Problem is I can feel my control slipping, too. Keeping four dead souls locked in place isn’t taking a lot of juice, but it’s taking enough. Sustaining spells like this isn’t easy. It’s like lifting weights. Sure, you might be able to bench a few hundred pounds, but for how long?

Bustillo struggles against the hold I have on him. He slips a fraction of an inch. Not nearly enough for anyone to see it. But I know it happened, and from the grin on Bustillo’s face, he knows it, too.

I pluck the knife from Bustillo’s quivering hand. “It’s been fun, Manuel, but I really gotta go. Thanks for the lift.”

“He’s escaping!” he yells. “Kill hi—” I reach behind him with the knife, grab his hair with my other hand. I slice the blade from the back of his neck and out through his throat, the blade passing through muscle and bone like it’s pudding. His head pops off and hangs in my hand, mouth twitching, eyes rolling like marbles. His body falls bloodless to the ground.

The blade is supposed to be able to kill anything, even gods. Can it destroy souls? Bustillo’s head has stopped twitching, so I’m gonna go with probably.

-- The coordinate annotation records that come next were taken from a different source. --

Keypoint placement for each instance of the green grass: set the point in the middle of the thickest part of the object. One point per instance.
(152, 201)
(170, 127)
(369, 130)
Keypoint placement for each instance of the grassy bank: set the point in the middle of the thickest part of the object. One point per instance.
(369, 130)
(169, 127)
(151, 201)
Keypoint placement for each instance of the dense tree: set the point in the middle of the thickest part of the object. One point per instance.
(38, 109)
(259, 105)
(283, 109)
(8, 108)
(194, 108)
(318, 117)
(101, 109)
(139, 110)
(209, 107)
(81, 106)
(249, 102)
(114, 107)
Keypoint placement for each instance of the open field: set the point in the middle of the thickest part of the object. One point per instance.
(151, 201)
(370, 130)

The crowd surges forward like a tidal wave. The grasping hands of the dead reaching out. I release my control of Bustillo’s goons just as they’re overwhelmed. The rage coming off the crowd is palpable.

“Hey, here’s the guy who fucked you over,” I yell and toss Bustillo’s head into the crowd. They fall on it like wolves.

Time I was leaving then. Unfortunately, the only way out is through. I don’t know what’s waiting for me, but I suspect it won’t be good.

I turn and step into the mists, the gray haze swallowing me up. I have a second where I think I’ve made a huge mistake and then everything fades away.





I blink at the too-bright lights, my ears ring at the too loud noise. Something’s not right, but I can’t remember what it is. I remember a knife and . . . smoke? No. Fog.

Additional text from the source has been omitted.